Jump to: navigation, search
ben: OK.
ben: I guess this is it.  Only item is slim mapper.
ben: URL?
sjcarbon: http://toy.lbl.gov:9002/cgi-bin/amigo/map2slim.cgi
8:40 AM
ben: well, there is 1 bug
ben: Firefox 2.0 Mac OSX has 2 floating scroll bars about 3/4ths of the way down on the rhs
sjcarbon: !
sjcarbon: lemme turn my mac on
ben: ah, they are useful when you open [Display gene product filters]
j-lo: I have a request from Matt
j-lo: that when you add a load of GO ids as a slim, it can display them as an indented set
val: did you make a decision about how IDs are handled?
j-lo: so you can see the hierarchy
sjcarbon: an indented set meaning just fancier whitespace?
j-lo: yep
val: I mean gene product IDs, sorry 2 questions at once
8:45 AM
ben: another usefulness - ga files are typically gzipped.  You get an error if you upload a gzipped gene association file
sjcarbon: whitespace should not be an issue
val: Matts request is difficult, how would you decide how to indent ?
val: so he wants a complete graph as output?
rama: Aren't we doing what Princeton does? Provide all GA files in a pull down?

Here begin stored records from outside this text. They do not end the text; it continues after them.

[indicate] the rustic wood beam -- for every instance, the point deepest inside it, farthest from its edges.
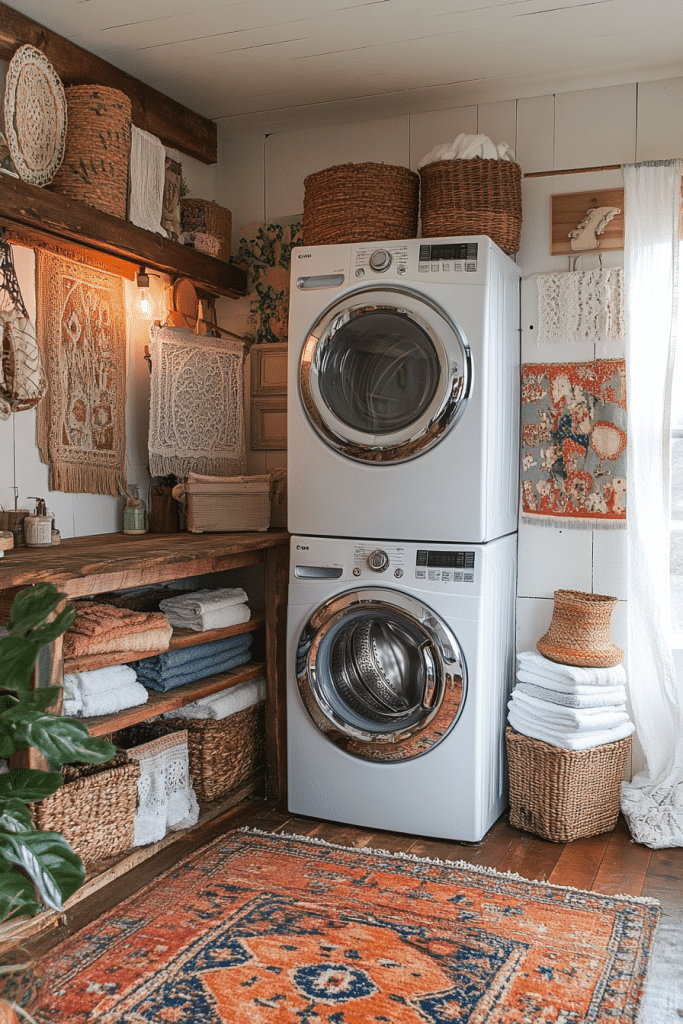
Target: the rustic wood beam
(174, 124)
(27, 206)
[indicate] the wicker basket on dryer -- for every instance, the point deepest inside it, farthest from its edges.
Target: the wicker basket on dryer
(472, 197)
(359, 203)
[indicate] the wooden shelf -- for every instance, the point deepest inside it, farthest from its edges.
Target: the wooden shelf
(159, 704)
(32, 216)
(180, 638)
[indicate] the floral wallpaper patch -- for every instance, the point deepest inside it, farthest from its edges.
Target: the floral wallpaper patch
(573, 443)
(265, 250)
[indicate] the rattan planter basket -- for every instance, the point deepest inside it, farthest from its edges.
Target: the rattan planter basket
(94, 169)
(472, 197)
(94, 809)
(564, 795)
(359, 203)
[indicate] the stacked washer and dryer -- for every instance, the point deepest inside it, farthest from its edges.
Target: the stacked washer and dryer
(402, 484)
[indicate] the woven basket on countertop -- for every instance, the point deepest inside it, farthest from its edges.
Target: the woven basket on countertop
(472, 197)
(359, 203)
(94, 809)
(562, 795)
(94, 169)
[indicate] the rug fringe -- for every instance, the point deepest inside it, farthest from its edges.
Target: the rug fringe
(460, 864)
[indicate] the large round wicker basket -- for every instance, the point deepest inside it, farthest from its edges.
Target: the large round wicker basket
(472, 197)
(94, 169)
(359, 203)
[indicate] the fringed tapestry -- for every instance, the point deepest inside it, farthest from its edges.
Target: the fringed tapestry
(81, 423)
(266, 251)
(573, 435)
(197, 420)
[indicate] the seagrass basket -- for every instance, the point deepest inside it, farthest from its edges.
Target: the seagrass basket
(94, 809)
(359, 203)
(202, 217)
(94, 169)
(563, 795)
(224, 753)
(472, 197)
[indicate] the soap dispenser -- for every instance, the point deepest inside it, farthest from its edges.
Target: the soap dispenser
(38, 527)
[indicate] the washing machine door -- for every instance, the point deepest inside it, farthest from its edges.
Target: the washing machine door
(384, 374)
(380, 674)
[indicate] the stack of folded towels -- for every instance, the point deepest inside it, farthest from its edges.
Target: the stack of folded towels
(174, 668)
(207, 609)
(566, 706)
(219, 706)
(101, 691)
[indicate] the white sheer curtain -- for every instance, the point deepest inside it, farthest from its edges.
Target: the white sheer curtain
(652, 802)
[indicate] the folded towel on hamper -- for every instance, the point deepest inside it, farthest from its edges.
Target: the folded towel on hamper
(568, 718)
(207, 609)
(534, 668)
(219, 706)
(568, 739)
(103, 629)
(599, 696)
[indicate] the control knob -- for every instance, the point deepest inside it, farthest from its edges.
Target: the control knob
(380, 260)
(378, 560)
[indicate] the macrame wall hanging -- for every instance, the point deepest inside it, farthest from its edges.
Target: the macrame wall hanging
(23, 383)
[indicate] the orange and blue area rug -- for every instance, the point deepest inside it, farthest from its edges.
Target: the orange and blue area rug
(261, 928)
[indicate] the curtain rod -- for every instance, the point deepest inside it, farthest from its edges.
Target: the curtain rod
(572, 170)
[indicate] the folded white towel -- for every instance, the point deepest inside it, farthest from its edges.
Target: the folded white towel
(566, 738)
(219, 706)
(532, 663)
(598, 696)
(568, 718)
(207, 609)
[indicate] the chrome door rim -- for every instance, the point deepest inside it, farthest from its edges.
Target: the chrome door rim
(442, 413)
(447, 683)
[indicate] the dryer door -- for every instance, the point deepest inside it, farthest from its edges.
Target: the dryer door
(380, 674)
(384, 374)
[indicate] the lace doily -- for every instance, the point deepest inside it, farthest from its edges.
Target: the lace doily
(196, 404)
(166, 799)
(581, 305)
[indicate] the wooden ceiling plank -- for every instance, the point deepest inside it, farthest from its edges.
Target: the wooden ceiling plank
(175, 125)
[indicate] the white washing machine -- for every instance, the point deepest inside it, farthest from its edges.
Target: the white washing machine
(400, 659)
(403, 390)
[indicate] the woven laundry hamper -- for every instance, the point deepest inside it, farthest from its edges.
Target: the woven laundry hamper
(94, 809)
(359, 203)
(94, 169)
(563, 795)
(472, 197)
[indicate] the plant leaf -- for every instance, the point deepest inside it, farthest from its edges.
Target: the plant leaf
(49, 861)
(17, 897)
(29, 783)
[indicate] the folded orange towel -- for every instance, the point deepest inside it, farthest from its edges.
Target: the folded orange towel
(103, 629)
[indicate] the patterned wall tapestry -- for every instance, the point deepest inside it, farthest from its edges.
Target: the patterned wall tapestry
(81, 423)
(573, 443)
(265, 250)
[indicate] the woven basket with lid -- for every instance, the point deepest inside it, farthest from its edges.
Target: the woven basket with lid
(359, 203)
(94, 169)
(472, 197)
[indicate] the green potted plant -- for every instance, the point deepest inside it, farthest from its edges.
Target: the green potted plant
(37, 868)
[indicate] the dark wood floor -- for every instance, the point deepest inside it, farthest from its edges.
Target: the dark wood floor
(610, 863)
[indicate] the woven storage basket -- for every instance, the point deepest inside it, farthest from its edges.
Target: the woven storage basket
(238, 503)
(564, 795)
(472, 197)
(579, 633)
(359, 203)
(202, 216)
(94, 169)
(94, 809)
(222, 754)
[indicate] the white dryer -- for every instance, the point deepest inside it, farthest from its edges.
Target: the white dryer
(400, 659)
(403, 390)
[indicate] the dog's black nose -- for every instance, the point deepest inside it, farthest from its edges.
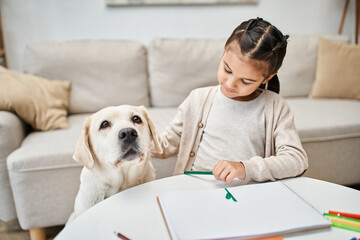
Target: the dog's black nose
(127, 135)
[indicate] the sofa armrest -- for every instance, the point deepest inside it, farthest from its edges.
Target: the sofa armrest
(12, 133)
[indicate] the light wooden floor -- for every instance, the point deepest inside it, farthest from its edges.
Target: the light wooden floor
(12, 231)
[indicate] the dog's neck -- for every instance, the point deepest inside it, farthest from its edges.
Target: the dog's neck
(119, 178)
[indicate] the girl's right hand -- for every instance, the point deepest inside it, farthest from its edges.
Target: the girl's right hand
(228, 170)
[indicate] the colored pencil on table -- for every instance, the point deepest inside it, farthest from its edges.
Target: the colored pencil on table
(343, 214)
(343, 220)
(345, 226)
(121, 236)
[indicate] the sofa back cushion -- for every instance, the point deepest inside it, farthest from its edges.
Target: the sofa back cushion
(176, 66)
(102, 73)
(297, 74)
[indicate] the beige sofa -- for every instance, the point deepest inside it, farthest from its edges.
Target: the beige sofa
(38, 175)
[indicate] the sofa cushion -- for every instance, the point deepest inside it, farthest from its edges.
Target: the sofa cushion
(102, 72)
(38, 101)
(297, 73)
(338, 71)
(325, 119)
(177, 66)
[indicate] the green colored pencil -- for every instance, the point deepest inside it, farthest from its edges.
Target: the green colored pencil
(345, 226)
(198, 172)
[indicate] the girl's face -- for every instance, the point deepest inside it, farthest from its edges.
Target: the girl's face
(239, 77)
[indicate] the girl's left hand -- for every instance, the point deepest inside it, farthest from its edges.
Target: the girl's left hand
(228, 170)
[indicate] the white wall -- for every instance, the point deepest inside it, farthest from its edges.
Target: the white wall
(25, 21)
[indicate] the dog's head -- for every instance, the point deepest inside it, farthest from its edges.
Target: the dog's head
(116, 135)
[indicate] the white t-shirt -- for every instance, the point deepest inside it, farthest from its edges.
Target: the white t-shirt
(235, 131)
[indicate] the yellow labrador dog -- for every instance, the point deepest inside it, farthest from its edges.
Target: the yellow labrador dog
(114, 147)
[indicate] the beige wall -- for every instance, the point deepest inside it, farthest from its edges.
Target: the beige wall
(33, 20)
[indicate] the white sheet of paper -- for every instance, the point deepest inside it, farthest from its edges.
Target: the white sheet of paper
(261, 210)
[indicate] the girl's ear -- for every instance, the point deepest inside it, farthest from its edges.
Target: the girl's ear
(269, 78)
(83, 153)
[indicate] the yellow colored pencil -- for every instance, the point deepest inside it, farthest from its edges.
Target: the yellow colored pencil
(344, 221)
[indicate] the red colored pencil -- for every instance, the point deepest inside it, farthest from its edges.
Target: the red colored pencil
(121, 236)
(342, 214)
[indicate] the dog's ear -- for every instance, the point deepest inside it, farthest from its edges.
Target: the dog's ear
(83, 152)
(156, 147)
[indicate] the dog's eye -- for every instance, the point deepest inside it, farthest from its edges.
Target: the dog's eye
(105, 124)
(136, 119)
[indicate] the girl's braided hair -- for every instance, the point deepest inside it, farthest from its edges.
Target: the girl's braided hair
(259, 40)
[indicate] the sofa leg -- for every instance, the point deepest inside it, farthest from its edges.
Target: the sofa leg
(37, 234)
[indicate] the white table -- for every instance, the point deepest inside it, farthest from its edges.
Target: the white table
(135, 212)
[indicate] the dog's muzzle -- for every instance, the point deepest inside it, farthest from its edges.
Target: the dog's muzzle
(128, 140)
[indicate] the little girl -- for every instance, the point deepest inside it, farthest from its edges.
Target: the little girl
(241, 128)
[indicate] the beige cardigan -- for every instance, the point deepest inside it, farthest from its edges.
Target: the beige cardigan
(284, 155)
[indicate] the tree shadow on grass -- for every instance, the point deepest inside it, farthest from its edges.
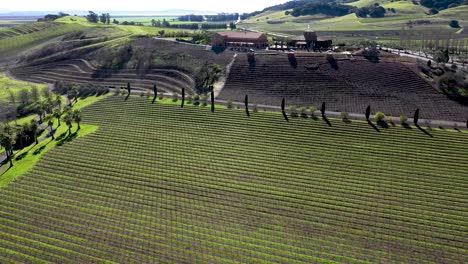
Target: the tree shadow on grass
(68, 138)
(326, 120)
(22, 156)
(373, 126)
(424, 131)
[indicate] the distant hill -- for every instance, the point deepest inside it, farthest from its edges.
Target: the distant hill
(172, 12)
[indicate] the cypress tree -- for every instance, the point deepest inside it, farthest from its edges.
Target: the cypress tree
(416, 117)
(247, 105)
(368, 113)
(183, 98)
(155, 91)
(212, 102)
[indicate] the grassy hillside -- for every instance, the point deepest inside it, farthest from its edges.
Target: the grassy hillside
(157, 183)
(352, 27)
(7, 84)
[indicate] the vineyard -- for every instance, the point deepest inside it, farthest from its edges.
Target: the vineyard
(345, 84)
(157, 184)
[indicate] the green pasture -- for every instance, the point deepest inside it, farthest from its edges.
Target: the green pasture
(158, 183)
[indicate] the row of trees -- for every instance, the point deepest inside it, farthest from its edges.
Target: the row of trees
(104, 18)
(20, 136)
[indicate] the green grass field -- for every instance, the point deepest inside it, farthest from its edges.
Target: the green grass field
(351, 27)
(160, 184)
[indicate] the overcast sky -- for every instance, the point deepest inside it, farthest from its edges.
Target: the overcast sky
(125, 5)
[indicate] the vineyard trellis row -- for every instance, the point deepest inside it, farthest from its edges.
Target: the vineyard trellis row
(189, 185)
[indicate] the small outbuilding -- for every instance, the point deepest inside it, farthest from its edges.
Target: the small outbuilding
(310, 40)
(240, 39)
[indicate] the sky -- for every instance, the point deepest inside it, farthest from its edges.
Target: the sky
(125, 5)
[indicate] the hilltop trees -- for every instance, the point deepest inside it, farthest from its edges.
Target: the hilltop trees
(92, 17)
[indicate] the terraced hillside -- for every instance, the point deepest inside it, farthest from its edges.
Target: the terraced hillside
(350, 85)
(82, 71)
(161, 184)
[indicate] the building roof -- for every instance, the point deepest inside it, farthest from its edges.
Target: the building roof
(241, 35)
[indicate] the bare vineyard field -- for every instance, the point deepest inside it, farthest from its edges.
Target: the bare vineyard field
(157, 183)
(350, 85)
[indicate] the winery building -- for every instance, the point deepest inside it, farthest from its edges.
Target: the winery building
(240, 39)
(310, 40)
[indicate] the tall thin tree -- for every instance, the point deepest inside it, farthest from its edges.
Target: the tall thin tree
(183, 98)
(416, 117)
(246, 102)
(212, 102)
(155, 91)
(34, 127)
(368, 113)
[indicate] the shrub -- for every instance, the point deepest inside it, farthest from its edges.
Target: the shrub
(345, 116)
(379, 117)
(303, 111)
(204, 100)
(454, 24)
(403, 119)
(313, 109)
(196, 99)
(293, 111)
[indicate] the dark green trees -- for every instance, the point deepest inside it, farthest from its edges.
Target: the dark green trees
(246, 101)
(34, 127)
(155, 91)
(416, 117)
(183, 98)
(212, 102)
(368, 113)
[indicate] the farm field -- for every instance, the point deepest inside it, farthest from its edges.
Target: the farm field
(14, 86)
(350, 86)
(350, 28)
(157, 183)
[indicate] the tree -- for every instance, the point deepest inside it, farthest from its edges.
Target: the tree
(368, 113)
(155, 91)
(58, 102)
(212, 102)
(35, 94)
(103, 18)
(7, 141)
(24, 96)
(50, 124)
(442, 56)
(68, 119)
(183, 98)
(34, 127)
(92, 17)
(246, 102)
(416, 117)
(454, 24)
(57, 114)
(232, 25)
(77, 117)
(379, 117)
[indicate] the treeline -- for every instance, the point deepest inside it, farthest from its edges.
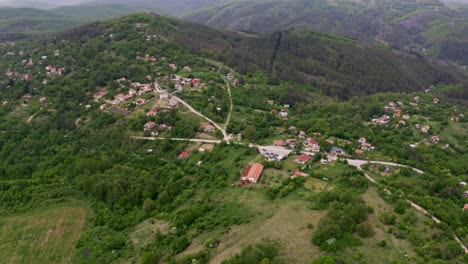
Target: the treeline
(338, 66)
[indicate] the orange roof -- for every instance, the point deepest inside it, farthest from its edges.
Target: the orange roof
(254, 171)
(278, 142)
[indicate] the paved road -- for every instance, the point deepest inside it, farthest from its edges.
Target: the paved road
(181, 139)
(359, 163)
(226, 137)
(228, 87)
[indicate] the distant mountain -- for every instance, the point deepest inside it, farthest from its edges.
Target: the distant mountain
(175, 8)
(428, 27)
(100, 12)
(20, 23)
(339, 66)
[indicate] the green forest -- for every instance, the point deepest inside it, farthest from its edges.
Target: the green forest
(120, 192)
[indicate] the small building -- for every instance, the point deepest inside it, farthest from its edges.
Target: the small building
(140, 101)
(312, 145)
(302, 134)
(149, 126)
(164, 96)
(283, 114)
(279, 143)
(303, 159)
(152, 112)
(132, 91)
(184, 154)
(299, 174)
(196, 82)
(252, 173)
(210, 129)
(99, 95)
(337, 151)
(145, 91)
(123, 97)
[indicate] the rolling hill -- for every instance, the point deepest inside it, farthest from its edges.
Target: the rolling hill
(428, 27)
(339, 66)
(23, 23)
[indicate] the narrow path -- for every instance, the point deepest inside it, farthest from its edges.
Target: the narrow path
(359, 163)
(33, 115)
(212, 141)
(226, 137)
(228, 87)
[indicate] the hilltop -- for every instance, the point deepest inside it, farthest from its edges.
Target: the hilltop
(148, 139)
(427, 27)
(338, 66)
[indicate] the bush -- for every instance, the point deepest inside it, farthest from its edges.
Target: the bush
(382, 243)
(365, 230)
(387, 218)
(400, 206)
(324, 260)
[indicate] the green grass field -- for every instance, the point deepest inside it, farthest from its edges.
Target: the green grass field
(46, 236)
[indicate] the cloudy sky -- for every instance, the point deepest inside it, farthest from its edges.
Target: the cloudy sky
(40, 3)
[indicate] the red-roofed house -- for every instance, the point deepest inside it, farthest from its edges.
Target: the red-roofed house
(303, 159)
(140, 101)
(302, 134)
(279, 143)
(311, 145)
(149, 126)
(210, 129)
(132, 91)
(123, 97)
(196, 82)
(152, 112)
(252, 173)
(99, 95)
(299, 174)
(185, 154)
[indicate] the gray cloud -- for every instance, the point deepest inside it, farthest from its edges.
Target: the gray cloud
(41, 3)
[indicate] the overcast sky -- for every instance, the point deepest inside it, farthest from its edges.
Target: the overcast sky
(55, 3)
(41, 3)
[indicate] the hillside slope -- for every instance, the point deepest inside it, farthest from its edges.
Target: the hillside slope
(338, 66)
(429, 27)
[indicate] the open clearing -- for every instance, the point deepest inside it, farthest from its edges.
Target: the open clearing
(47, 236)
(285, 221)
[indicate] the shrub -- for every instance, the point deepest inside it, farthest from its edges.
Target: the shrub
(365, 230)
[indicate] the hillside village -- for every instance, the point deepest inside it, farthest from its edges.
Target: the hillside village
(216, 125)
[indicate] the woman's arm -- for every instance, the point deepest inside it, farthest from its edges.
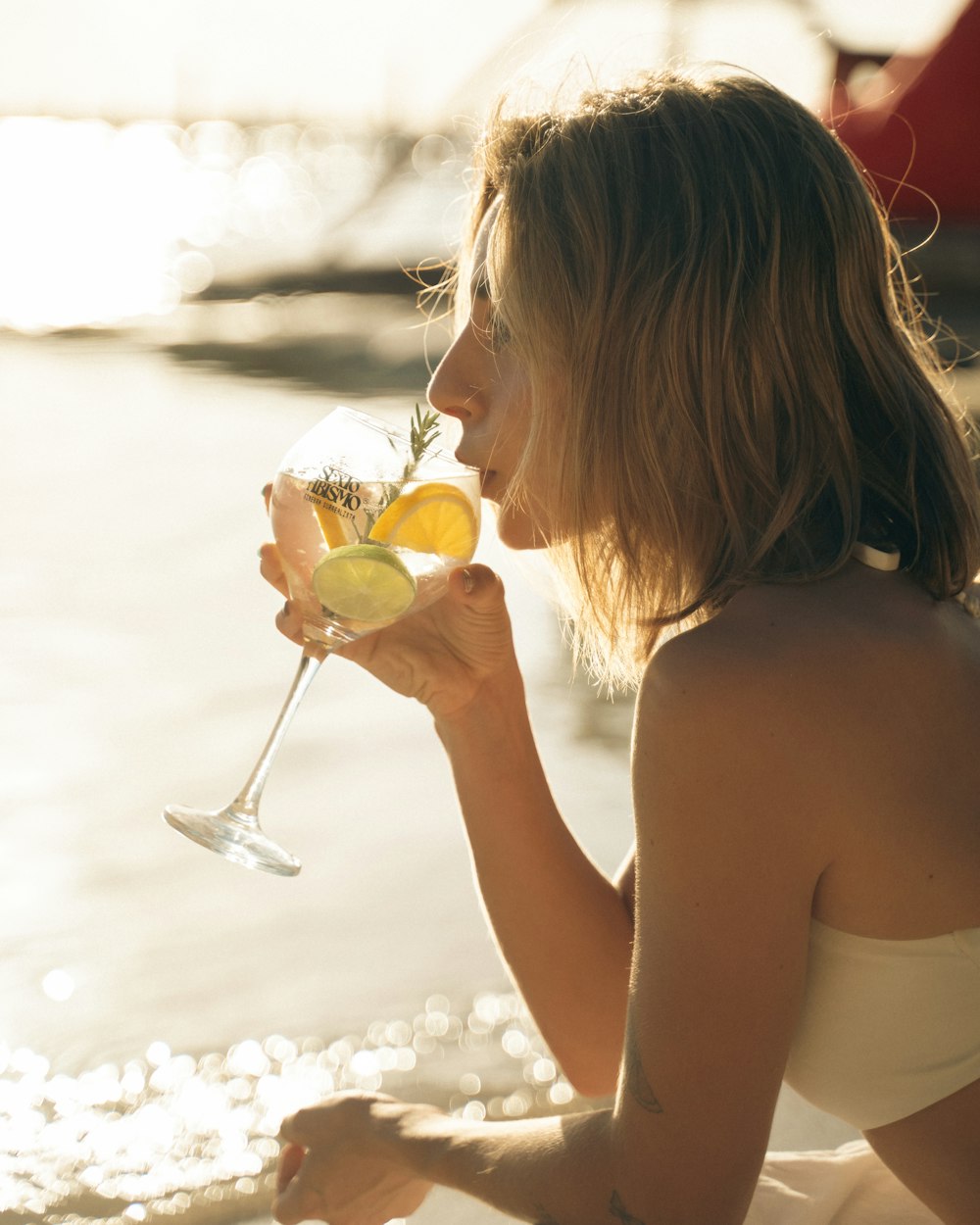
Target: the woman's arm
(560, 925)
(729, 848)
(563, 927)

j-lo: we're doing that too
j-lo: I don't think he wants a full graph, Val, just the terms you list
val: I don't understand Matts reguest, sound like he just wants the graphical output
rama: I think Matts request should be an enhancement- shd add to SF
val: but if thety have multiple parents this will be like the Amigo 'view'
ben: seth, are you debugging when you should be answering questions?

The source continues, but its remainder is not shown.